Bagwell's view of Kerry's Yale University preppy attire and attitude came through in what he wrote at the time:
"Kerry comes through with feeling, but it's hard to visualize dark stains of coagulating blood on the pressed double-knit slacks he wears these days. It's just that Kerry is no longer as much the deeply disillusioned veteran of the Mekong Delta as he is the bright Kennedy-style novice of the American political scene."
At a glance
Who: John Kerry
Home: Boston, Mass.
Born: Dec. 11, 1943, at Fitzsimons Military Hospital in Denver, Colo.

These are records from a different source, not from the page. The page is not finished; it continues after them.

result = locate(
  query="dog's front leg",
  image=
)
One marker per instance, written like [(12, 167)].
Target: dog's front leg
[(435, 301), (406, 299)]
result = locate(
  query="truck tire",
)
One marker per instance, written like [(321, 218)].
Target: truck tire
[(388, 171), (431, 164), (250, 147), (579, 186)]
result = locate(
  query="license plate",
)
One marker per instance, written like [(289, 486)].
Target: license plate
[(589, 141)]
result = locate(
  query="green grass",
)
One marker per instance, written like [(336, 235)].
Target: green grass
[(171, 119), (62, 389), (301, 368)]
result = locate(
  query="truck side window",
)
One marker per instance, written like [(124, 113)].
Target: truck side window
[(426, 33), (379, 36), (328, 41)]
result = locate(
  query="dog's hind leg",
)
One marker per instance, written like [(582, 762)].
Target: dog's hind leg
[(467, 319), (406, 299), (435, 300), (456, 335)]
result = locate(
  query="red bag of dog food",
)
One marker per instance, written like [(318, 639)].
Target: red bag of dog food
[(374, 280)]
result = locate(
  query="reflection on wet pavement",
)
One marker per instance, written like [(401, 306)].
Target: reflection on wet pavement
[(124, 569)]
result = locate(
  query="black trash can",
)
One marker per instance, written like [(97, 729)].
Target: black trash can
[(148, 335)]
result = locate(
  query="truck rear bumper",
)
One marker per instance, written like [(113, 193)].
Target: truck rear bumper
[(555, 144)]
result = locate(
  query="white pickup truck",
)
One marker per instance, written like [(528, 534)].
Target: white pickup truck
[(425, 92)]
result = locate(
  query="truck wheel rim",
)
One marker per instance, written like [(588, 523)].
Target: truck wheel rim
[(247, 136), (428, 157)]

College: Yale University, Boston College Law School graduate
Military: Navy, Swift Boat officer, served on a gunboat in the Mekong Delta in Vietnam. Received a Silver Star, Bronze Star with Combat V and three awards of the Purple Heart for his service in combat.
Activities: Co-founder of the Vietnam Veterans of America, spokesman for the Vietnam Veterans Against the War
Politics: Elected lieutenant governor of Massachusetts in 1982, to the U.S. Senate in 1984 (re-elected in 1990, 1996 and 2002)
Family: Wife, Teresa Heinz Kerry; daughters Alexandra and Vanessa. Teresa has three sons, John, Andre and Christopher.